According to a recent AICR report, consuming non-starchy vegetables on a regular basis minimizes the risk of colorectal cancer because they maximize the consumption of dietary fiber, and other aerodigestive cancers (esophageal; mouth, pharynx and larynx; lung; and stomach cancers).
Also, vegetables that are rich in carotenoids such as asparagus, sweet potatoes, carrots, broccoli, spinach, and tomatoes have been linked to reduced risk of lung and estrogen receptor-negative (ER-) breast cancers.
“Carotenoids act as antioxidants themselves and stimulate the body’s own antioxidant defenses, decreasing free radical damage to DNA that can lead to cancer,” Collins says. “Beta-carotene and lutein promote cell-to-cell communication that helps control cell growth, increase carcinogen-metabolizing enzymes, and stimulate self-destruction of abnormal cells.”
The veggies that are rich in vitamin C (peppers, parsley, kale, broccoli, cauliflower) have been linked to reduced risk of lung cancer in those who smoke, as well as colon cancer.
“Vitamin C is also a powerful antioxidant. In lab studies, it protects cells’ DNA by trapping free radicals, and it helps renew the antioxidant ability of Vitamin E” she says in reference to a 2019 review. “In cell studies, vitamin C also inhibits formation of carcinogens and supports the immune system.”
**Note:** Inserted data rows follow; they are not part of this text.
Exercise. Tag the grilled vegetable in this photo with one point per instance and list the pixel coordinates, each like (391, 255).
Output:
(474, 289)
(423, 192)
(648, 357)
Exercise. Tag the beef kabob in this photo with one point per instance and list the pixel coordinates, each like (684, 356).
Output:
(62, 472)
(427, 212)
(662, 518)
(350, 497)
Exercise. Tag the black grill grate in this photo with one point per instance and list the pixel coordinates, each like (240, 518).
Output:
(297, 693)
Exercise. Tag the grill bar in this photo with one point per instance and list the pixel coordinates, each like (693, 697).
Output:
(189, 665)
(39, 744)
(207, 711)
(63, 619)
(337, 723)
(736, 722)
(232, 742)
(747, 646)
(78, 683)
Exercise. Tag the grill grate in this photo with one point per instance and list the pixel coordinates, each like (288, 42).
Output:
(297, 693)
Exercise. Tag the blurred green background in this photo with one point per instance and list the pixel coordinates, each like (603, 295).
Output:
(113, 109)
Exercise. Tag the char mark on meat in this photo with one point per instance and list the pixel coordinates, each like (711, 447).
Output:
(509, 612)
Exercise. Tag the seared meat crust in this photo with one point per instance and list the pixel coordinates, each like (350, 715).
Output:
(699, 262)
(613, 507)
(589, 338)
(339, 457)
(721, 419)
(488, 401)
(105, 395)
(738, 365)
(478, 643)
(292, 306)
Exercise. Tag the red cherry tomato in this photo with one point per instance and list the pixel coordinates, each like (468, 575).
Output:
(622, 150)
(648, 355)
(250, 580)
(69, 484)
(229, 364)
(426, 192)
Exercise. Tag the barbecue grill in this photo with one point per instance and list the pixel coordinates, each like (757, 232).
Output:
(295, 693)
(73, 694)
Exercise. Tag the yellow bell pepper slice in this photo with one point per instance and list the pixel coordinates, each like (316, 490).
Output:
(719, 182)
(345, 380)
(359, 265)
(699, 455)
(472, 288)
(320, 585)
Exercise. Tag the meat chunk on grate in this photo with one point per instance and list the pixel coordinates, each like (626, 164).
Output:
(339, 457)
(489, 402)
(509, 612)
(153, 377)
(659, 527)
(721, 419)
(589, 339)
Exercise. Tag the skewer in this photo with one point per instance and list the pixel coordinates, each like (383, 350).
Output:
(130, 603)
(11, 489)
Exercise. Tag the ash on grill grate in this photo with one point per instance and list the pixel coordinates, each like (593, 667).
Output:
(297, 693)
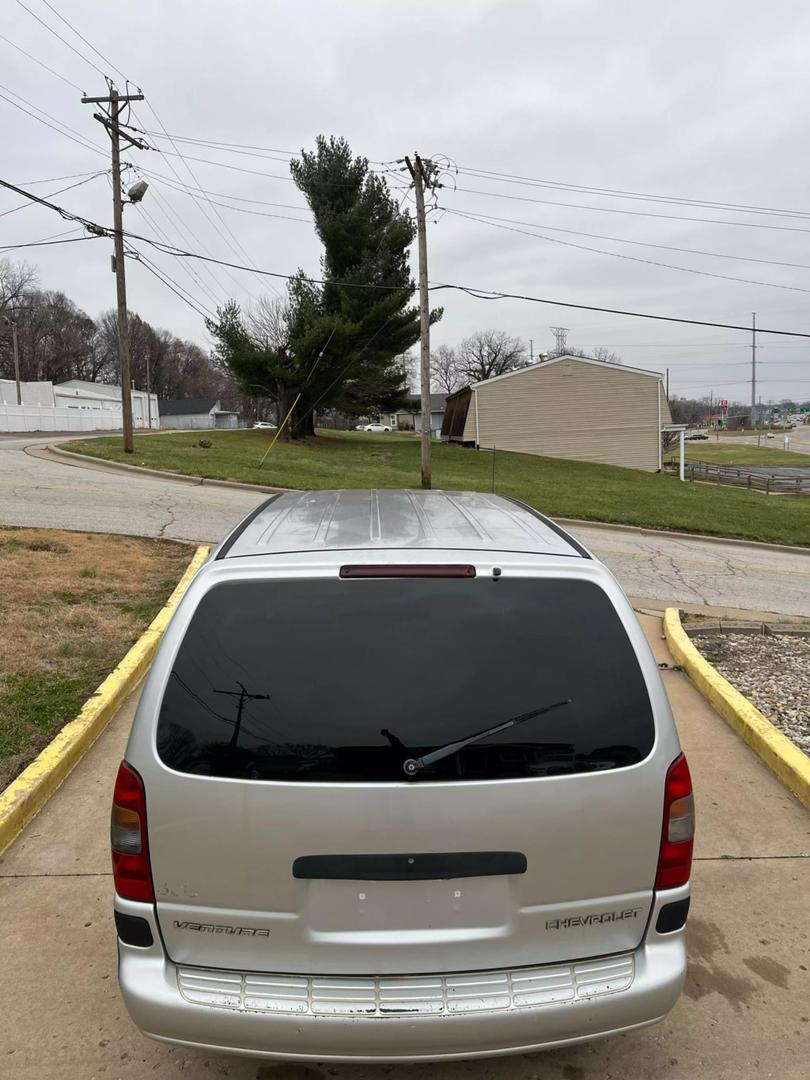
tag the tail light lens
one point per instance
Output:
(677, 838)
(131, 869)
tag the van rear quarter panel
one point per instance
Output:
(223, 850)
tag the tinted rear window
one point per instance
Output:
(339, 680)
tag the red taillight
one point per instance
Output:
(131, 869)
(410, 570)
(677, 837)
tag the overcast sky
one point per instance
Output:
(694, 100)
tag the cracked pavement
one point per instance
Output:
(50, 494)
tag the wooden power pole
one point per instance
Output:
(117, 103)
(422, 176)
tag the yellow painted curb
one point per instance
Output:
(26, 795)
(781, 756)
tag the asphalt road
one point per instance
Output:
(50, 494)
(743, 1014)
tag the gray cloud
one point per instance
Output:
(694, 99)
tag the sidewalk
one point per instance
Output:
(744, 1013)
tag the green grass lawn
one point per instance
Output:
(557, 487)
(742, 455)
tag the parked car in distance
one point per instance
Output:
(495, 862)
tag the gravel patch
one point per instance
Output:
(771, 671)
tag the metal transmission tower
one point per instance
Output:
(561, 334)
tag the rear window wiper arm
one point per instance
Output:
(415, 765)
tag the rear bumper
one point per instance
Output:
(149, 985)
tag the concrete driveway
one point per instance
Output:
(745, 1012)
(48, 493)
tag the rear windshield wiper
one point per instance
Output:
(414, 765)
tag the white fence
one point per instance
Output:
(55, 418)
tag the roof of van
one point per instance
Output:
(383, 518)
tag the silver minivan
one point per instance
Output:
(403, 785)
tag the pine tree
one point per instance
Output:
(340, 340)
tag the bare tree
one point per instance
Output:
(606, 355)
(444, 369)
(489, 353)
(16, 279)
(599, 352)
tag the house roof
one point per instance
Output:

The last type of veggies, the cruciferous ones such as broccoli, Brussels sprouts, cabbage, and cauliflower have also been linked to a reduced risk of breast cancer, however, more studies are needed.
“Cruciferous vegetables provide glucosinolates compounds that are broken down into isothiocyanates (such as sulforaphane) and indoles,” Collins says. “In laboratory studies, these compounds decrease inflammation that could cause cell damage leading to cancer. They also inhibit enzymes that activate carcinogens and stimulate enzymes that deactivate carcinogens. These compounds turn on tumor suppressor genes, slow abnormal cell growth and stimulate self-destruction of abnormal cells.”